Christian Sinclair, CC BY 2.0, via Wikimedia Commons
José Dolhem died on 16 April 1988, when the former Surtees Formula 1 driver was killed in a plane crash in France. His name tends to surface only briefly in F1 history, usually alongside the note that he was Didier Pironi’s half-brother, but Dolhem had his own small, strange corner of the sport’s story.
Dolhem’s Formula 1 career was short even by the standards of the 1970s, which could be brutally unforgiving to anyone without the right machinery, money or momentum. He was entered by Surtees for three grands prix in 1974 and made one start, with no championship points to show for it. That is the statistical version, at least. Like many drivers on the edges of the grid in that era, his F1 record was brief enough to look simple and untidy enough to be anything but.
Louis José Lucien Dolhem
- Races (starts):1
- Wins:0
- Podiums:0
- Pole positions:0
- Fastest laps:0
- Driver of the Day:0
- World titles:0
- Points (total):0
Data source: F1DB (GitHub)
That lone season also carried one of Formula 1’s grimmer footnotes. At the 1974 United States Grand Prix, Dolhem was withdrawn by Surtees after team-mate Helmuth Koinigg was killed in a crash during the race weekend. It was a bleak closing image for a career that never really had room to settle.

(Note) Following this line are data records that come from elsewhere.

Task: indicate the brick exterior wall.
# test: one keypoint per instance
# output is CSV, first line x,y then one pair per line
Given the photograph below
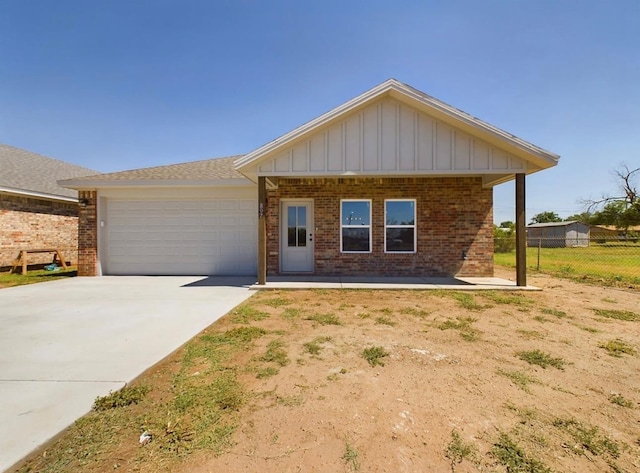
x,y
31,223
88,234
454,216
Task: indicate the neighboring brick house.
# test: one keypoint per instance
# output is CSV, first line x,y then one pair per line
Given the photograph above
x,y
35,212
393,182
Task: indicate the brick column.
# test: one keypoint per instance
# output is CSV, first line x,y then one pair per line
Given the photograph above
x,y
88,234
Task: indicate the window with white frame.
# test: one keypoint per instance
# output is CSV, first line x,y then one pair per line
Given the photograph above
x,y
355,226
400,226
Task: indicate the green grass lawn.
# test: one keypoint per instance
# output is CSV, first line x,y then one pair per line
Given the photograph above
x,y
33,277
610,263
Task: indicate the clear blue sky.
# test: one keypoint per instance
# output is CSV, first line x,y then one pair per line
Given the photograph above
x,y
124,84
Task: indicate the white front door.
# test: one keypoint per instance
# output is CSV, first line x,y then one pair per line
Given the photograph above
x,y
296,236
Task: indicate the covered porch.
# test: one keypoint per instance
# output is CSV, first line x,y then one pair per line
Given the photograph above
x,y
392,283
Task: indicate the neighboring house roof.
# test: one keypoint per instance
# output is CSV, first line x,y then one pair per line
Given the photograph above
x,y
205,172
552,224
537,157
27,173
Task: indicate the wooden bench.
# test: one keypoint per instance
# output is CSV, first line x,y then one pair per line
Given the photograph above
x,y
21,261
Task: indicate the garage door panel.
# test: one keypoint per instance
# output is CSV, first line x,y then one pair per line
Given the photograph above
x,y
204,237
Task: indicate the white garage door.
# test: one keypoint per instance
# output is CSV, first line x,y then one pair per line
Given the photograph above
x,y
180,237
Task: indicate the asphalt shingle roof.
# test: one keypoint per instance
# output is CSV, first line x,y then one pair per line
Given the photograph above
x,y
208,169
22,170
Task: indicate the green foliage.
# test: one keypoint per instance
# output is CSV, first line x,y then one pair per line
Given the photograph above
x,y
385,321
266,372
537,357
557,313
277,302
124,397
33,277
314,347
588,438
245,334
618,213
458,450
625,315
350,457
520,379
374,355
504,239
463,324
466,301
618,348
620,400
325,319
510,455
276,353
247,313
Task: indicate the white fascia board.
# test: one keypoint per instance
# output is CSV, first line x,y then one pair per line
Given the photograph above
x,y
38,195
315,123
79,184
458,116
412,96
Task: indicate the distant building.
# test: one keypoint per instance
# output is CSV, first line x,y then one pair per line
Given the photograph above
x,y
35,212
604,233
558,234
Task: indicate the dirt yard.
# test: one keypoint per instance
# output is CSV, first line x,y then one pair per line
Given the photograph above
x,y
386,381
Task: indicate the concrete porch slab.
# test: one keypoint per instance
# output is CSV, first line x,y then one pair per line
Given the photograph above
x,y
391,283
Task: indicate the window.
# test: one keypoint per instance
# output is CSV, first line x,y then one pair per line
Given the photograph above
x,y
400,226
355,226
297,226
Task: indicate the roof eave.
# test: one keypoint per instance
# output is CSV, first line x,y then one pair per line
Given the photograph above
x,y
80,184
38,195
541,158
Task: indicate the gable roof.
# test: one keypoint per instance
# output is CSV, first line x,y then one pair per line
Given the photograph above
x,y
27,173
536,157
205,172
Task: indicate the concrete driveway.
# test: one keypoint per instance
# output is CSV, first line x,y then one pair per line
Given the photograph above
x,y
65,342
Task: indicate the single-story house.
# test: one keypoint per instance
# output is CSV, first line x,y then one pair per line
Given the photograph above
x,y
35,212
558,234
393,182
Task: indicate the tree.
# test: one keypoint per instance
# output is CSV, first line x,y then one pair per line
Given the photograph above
x,y
546,217
622,209
508,224
504,238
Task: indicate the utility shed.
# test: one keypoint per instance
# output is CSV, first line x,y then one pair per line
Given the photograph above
x,y
558,234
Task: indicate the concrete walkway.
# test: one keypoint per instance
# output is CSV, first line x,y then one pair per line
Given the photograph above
x,y
65,342
399,283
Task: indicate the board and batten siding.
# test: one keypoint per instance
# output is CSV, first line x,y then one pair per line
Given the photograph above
x,y
391,138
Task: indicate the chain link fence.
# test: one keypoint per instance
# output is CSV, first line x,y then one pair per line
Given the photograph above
x,y
606,259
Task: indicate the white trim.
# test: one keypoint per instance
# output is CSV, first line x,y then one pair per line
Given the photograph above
x,y
81,184
39,195
414,226
370,226
404,93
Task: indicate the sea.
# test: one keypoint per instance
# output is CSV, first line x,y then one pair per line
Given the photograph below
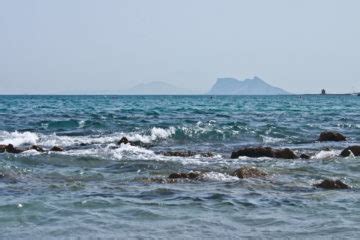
x,y
99,189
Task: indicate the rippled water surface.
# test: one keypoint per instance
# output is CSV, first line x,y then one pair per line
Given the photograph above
x,y
96,188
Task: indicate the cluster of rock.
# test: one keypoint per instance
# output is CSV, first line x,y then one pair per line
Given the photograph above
x,y
289,154
11,149
243,172
252,172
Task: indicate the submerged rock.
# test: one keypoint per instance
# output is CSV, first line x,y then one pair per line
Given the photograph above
x,y
10,149
37,148
248,172
304,156
331,136
264,152
187,154
191,175
332,184
355,150
2,148
56,149
124,140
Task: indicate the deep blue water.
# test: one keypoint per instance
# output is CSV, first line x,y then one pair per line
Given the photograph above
x,y
96,188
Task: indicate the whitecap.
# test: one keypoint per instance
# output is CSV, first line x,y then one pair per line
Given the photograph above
x,y
18,138
221,177
326,154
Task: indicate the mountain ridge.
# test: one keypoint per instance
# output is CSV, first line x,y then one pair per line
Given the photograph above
x,y
249,86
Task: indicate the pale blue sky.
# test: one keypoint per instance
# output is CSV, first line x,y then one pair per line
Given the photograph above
x,y
71,46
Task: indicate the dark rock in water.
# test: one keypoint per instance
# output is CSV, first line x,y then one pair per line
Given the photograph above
x,y
56,149
11,149
285,153
179,154
264,152
187,154
37,148
332,184
353,149
2,148
304,156
123,140
191,175
331,136
248,172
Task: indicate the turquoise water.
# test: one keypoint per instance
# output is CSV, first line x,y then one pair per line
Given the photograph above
x,y
96,188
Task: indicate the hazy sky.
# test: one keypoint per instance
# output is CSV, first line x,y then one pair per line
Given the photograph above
x,y
92,46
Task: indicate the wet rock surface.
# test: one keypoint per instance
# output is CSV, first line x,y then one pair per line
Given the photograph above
x,y
248,172
37,148
332,184
355,150
304,156
56,149
191,175
125,140
264,152
10,149
186,154
331,136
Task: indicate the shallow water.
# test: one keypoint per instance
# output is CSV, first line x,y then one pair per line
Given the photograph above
x,y
96,188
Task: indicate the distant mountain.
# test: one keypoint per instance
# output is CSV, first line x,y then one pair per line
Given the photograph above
x,y
156,88
254,86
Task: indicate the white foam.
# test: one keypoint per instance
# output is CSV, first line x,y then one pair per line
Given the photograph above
x,y
215,176
326,154
18,139
267,139
155,134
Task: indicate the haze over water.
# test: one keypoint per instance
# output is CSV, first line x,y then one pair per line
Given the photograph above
x,y
96,188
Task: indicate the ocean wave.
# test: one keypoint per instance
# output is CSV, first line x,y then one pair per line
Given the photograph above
x,y
17,138
326,154
48,140
221,177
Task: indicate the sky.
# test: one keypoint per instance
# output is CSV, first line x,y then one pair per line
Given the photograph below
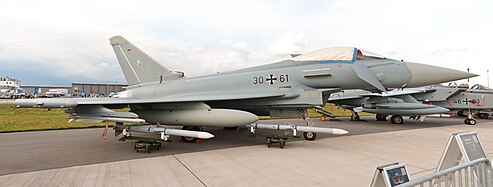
x,y
57,42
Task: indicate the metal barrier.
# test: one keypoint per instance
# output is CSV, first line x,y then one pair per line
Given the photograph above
x,y
470,174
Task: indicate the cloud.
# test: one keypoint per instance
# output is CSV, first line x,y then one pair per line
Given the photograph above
x,y
288,43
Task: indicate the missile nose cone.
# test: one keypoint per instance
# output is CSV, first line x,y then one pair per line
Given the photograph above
x,y
339,131
424,75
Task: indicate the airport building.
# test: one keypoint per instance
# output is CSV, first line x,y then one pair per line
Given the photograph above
x,y
96,89
76,90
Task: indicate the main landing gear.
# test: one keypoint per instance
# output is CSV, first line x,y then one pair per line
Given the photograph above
x,y
470,120
354,116
397,119
310,136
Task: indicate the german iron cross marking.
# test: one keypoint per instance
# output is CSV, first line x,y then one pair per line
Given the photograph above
x,y
271,79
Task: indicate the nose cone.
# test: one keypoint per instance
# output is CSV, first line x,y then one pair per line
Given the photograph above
x,y
424,75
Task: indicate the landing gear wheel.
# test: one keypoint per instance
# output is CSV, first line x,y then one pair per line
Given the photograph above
x,y
355,118
396,119
483,115
381,117
470,121
461,113
310,136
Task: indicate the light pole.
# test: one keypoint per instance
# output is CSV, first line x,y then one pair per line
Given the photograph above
x,y
488,77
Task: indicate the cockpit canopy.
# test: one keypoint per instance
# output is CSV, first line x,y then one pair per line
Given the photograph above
x,y
347,54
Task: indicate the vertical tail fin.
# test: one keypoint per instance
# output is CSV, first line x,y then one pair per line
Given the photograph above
x,y
137,66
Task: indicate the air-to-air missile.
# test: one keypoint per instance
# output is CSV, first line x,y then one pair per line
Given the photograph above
x,y
164,132
287,88
308,131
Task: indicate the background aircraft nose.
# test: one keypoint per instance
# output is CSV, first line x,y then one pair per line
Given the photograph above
x,y
424,75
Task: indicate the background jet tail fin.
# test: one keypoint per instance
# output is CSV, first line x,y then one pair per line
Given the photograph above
x,y
137,66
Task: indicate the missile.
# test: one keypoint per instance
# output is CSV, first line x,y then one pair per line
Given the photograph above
x,y
440,115
299,128
165,131
199,117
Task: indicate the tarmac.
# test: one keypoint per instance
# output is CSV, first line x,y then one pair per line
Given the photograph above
x,y
81,158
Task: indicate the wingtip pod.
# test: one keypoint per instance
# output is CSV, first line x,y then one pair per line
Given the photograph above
x,y
339,131
117,40
423,74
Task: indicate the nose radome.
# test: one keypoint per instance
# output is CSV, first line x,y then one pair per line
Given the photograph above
x,y
424,75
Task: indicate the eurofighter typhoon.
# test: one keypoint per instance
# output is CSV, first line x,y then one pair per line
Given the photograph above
x,y
288,88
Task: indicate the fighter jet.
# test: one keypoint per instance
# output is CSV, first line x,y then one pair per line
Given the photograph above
x,y
287,88
465,102
396,103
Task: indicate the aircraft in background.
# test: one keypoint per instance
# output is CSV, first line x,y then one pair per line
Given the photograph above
x,y
288,88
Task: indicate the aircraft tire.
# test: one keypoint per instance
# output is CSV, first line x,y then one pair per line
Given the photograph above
x,y
310,136
190,139
397,119
483,115
460,113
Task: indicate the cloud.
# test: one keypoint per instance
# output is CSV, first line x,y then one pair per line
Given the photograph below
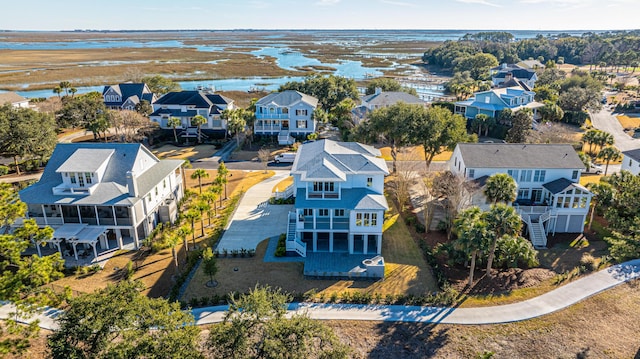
x,y
480,2
398,3
327,2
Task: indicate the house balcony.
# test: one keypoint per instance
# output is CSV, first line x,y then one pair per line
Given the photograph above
x,y
272,116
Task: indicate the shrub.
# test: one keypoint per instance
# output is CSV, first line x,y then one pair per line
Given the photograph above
x,y
589,262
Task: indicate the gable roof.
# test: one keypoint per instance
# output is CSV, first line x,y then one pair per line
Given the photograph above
x,y
11,97
519,155
129,90
633,154
287,98
392,97
318,159
112,190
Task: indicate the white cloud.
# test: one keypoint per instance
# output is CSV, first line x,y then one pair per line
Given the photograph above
x,y
480,2
398,3
327,2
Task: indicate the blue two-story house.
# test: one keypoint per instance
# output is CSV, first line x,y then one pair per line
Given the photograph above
x,y
493,101
339,199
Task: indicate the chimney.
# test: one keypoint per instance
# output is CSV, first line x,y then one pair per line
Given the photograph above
x,y
132,185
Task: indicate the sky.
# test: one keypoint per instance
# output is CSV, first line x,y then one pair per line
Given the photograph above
x,y
321,14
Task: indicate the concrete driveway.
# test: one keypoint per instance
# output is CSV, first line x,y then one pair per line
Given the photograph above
x,y
255,219
605,120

Outside F1, Dolhem’s name is often pulled back into view because of his connection to Pironi. The two men were half-brothers, and their family story has an unusually sad symmetry: Pironi died in an offshore powerboat accident in August 1987, and Dolhem was killed in a plane crash eight months later, on 16 April 1988.
Dolhem’s death came when a Mitsubishi aircraft crashed near Saint-Just-Saint-Rambert, with all six people on board killed. It was an abrupt end, and one that added another layer of loss to a family already marked by one high-profile motorsport tragedy.
He is not remembered as a major Formula 1 figure, and there is no need to pretend otherwise. But F1 history is full of drivers like Dolhem, men whose careers flickered only briefly at world championship level before life carried them elsewhere, or stopped them altogether. On this day, José Dolhem is worth remembering not only as Pironi’s half-brother, but as a driver whose own path brushed Formula 1 and ended far too soon.